Todd Dills | October 01, 2010

Landstar owner-operator works to preserve showman Tyrone Malone’s legacy

Once upon a time, a trucker launched his career as a showman hauling the frozen, preserved body of a sperm whale in a reefer around the country. He set up at truckstops, carnivals, K-Mart parking lots and other spots in locales across the nation in the early 1970s, inspired in part by the “Save the Whales” movement, and charged a little for viewing.

If Landstar-leased owner-operator Ken Harris is doing what he sees as his job, you know we’re talking about Tyrone Malone, and you’ll remember him for a long time to come.

Harris is the proprietor of the new www.tyronemalone.net website, which documents Malone’s subsequent adventures in dragster diesels at the helm of the onetime Bandag Diesel Racing Team, with which Malone went well beyond his sideshow whale, setting some Class 8 land speed records along the way. After answering a newspaper ad in the late 1980s, Harris says, “I was in Europe hauling a custom dragster like a rock star. I’d never been anywhere, had never even been on a plane before.”

The impression left by the four months Harris drove for Malone was clearly lasting. “I often wonder, out of all the guys he had working for him, why he had such an impact on me,” Harris says. “It was such an experience to me that I’ve never gotten over it.”

Ken Harris, shot this pic of the 1967 Kenworth Tyrone Malone used to pull Little Irvy, his frozen sperm whale. After three decades frozen in the reefer, the whale was buried in Tulare, Calif., by the family after Malone’s death in 1997 — no doubt a gift to the archaeologists of the future, Harris notes.

 

Texas-based country musician and production man Mack Abernathy (mackabernathy.com) met a young Ken Harris during that European tour. “That Europe thing was quite an extravaganza,” Abernathy says. “We shipped my tour bus, [Malone’s] bus and five trailer trucks to Europe and did it all for Bandag — 55 cities. [Harris] was just a greenhorn kid at that time.”

Abernathy credits Malone with a good piece of what he knows today about showmanship. “I learned a lot about promotion from him, and he was just such a character,” he says. When Malone died in an auto wreck in 1997 (head-on with a semi, sadly, says Harris), Abernathy was hard at work on what today is the crux of his Prizm Entertainment business, a mammoth stage trailer he tours with himself.

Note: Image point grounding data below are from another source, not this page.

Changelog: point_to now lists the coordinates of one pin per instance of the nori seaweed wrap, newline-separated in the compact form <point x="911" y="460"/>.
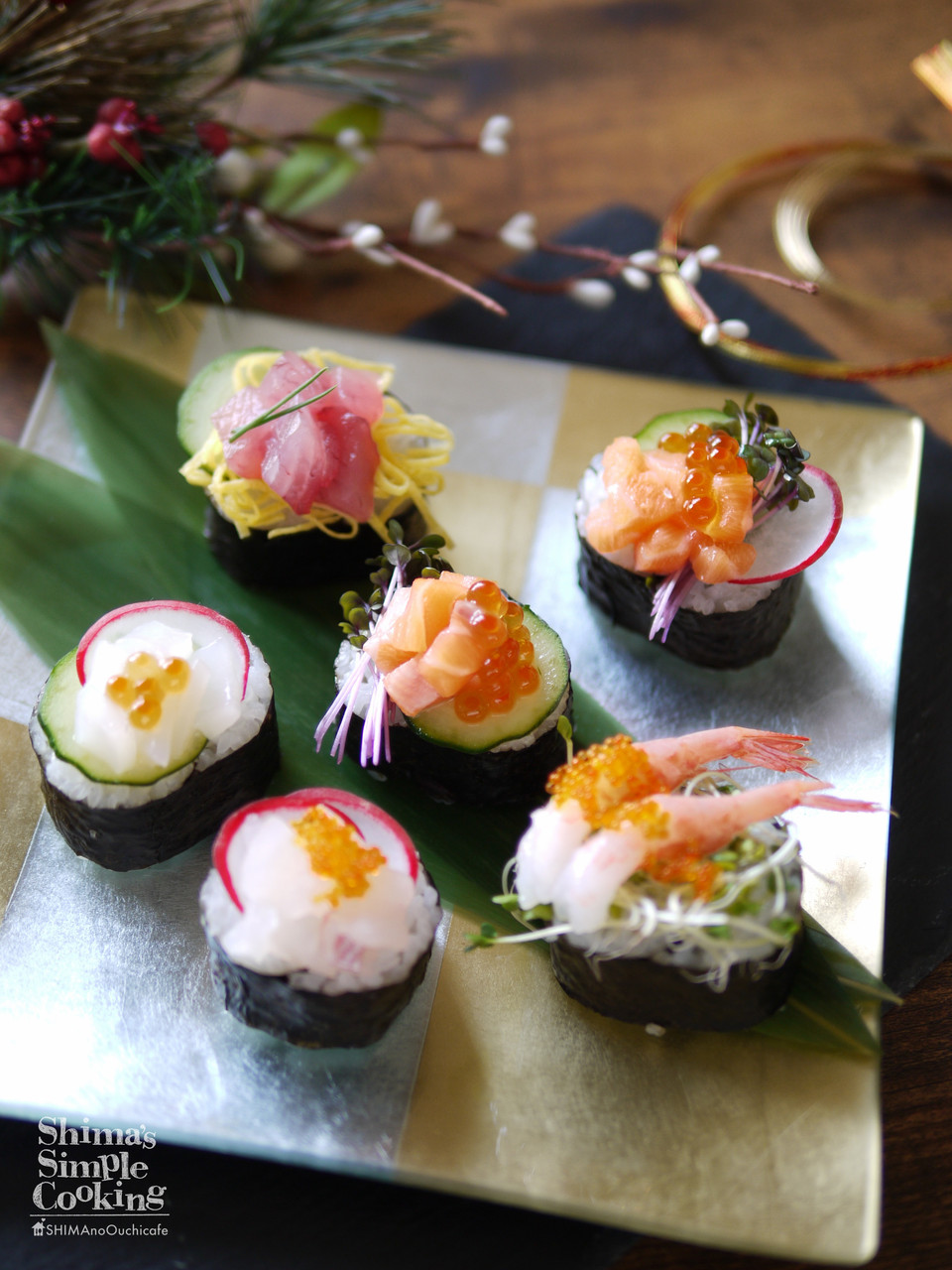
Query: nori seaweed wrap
<point x="454" y="686"/>
<point x="721" y="640"/>
<point x="153" y="731"/>
<point x="320" y="919"/>
<point x="669" y="896"/>
<point x="679" y="534"/>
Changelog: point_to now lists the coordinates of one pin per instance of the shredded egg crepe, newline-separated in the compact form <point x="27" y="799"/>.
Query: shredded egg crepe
<point x="412" y="447"/>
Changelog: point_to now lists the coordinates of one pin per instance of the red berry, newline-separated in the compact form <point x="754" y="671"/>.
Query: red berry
<point x="10" y="109"/>
<point x="116" y="109"/>
<point x="213" y="136"/>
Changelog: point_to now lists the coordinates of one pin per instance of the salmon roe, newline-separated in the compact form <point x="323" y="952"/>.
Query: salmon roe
<point x="508" y="671"/>
<point x="143" y="685"/>
<point x="338" y="851"/>
<point x="708" y="452"/>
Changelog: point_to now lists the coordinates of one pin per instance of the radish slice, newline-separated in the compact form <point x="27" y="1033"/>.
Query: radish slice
<point x="789" y="541"/>
<point x="203" y="624"/>
<point x="372" y="825"/>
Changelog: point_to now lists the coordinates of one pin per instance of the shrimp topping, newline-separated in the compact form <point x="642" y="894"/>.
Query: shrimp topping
<point x="615" y="816"/>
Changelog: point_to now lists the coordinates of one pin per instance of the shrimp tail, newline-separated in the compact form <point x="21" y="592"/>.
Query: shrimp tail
<point x="829" y="803"/>
<point x="777" y="751"/>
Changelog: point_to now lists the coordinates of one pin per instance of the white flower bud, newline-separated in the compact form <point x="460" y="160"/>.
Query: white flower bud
<point x="735" y="327"/>
<point x="636" y="278"/>
<point x="366" y="235"/>
<point x="428" y="226"/>
<point x="349" y="139"/>
<point x="592" y="293"/>
<point x="235" y="172"/>
<point x="689" y="270"/>
<point x="520" y="231"/>
<point x="494" y="135"/>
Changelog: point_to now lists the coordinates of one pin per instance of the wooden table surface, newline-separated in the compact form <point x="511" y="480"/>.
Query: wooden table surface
<point x="633" y="100"/>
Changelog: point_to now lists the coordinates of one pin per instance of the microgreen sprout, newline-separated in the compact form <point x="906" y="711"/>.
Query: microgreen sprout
<point x="398" y="566"/>
<point x="753" y="913"/>
<point x="774" y="460"/>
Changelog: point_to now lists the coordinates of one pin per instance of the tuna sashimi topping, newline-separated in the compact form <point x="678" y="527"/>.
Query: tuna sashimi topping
<point x="318" y="453"/>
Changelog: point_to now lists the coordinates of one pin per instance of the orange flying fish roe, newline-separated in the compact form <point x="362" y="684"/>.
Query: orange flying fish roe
<point x="702" y="876"/>
<point x="508" y="671"/>
<point x="336" y="851"/>
<point x="603" y="776"/>
<point x="143" y="685"/>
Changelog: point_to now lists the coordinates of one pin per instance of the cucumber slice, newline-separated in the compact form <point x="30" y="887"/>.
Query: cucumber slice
<point x="207" y="393"/>
<point x="440" y="724"/>
<point x="676" y="421"/>
<point x="56" y="714"/>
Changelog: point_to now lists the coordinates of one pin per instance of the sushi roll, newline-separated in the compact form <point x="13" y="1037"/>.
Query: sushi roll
<point x="679" y="534"/>
<point x="318" y="916"/>
<point x="454" y="685"/>
<point x="304" y="457"/>
<point x="158" y="725"/>
<point x="667" y="896"/>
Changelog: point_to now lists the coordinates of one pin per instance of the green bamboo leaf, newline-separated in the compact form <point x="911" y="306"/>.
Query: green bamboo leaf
<point x="862" y="984"/>
<point x="819" y="1011"/>
<point x="121" y="411"/>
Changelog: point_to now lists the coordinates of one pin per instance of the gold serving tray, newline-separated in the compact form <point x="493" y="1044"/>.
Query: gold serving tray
<point x="498" y="1084"/>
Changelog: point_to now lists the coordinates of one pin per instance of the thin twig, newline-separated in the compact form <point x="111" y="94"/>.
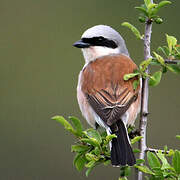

Enter Gary Ries of Hastings, Minn., who might be the Tyrone Malone of today. At press time, Ries was preparing a Class 8 tractor to run at the Bonneville Salt Flats in Utah to attempt to break 200 mph. “Last year,” Ries says, “we did 192, so we’re getting close.”

For video interviews with Ken Harris (pictured) and Mac Abernathy about the 1989 Tyrone Malone European tour where they met, and more, visit www.truckersnews.com.

 

Ries owns many of the classic Malone trucks, and in September he picked up what may be the most important among them, the 1967 Kenworth and specialized reefer trailer Malone hauled that sperm whale in so many years ago. Abernathy traded it to him for another truck, and Ries plans to restore both truck and trailer. “It’s set up pretty much just like it was,” he says, but for a flat-top sleeper Malone replaced the high-top with in the 1990s. Ries says he could easily put $25,000 into a restoration. Ries’s collection of 30 rigs includes such Malone originals as the Superboss, Hideout and other classics.

Check out Harris’ website, www.tyronemalone.net — designed with a perhaps unlikely Malone enthusiast in flash web designer Sam Calderone, of Chile — and you’ll no doubt catch some of the Malone bug yourself.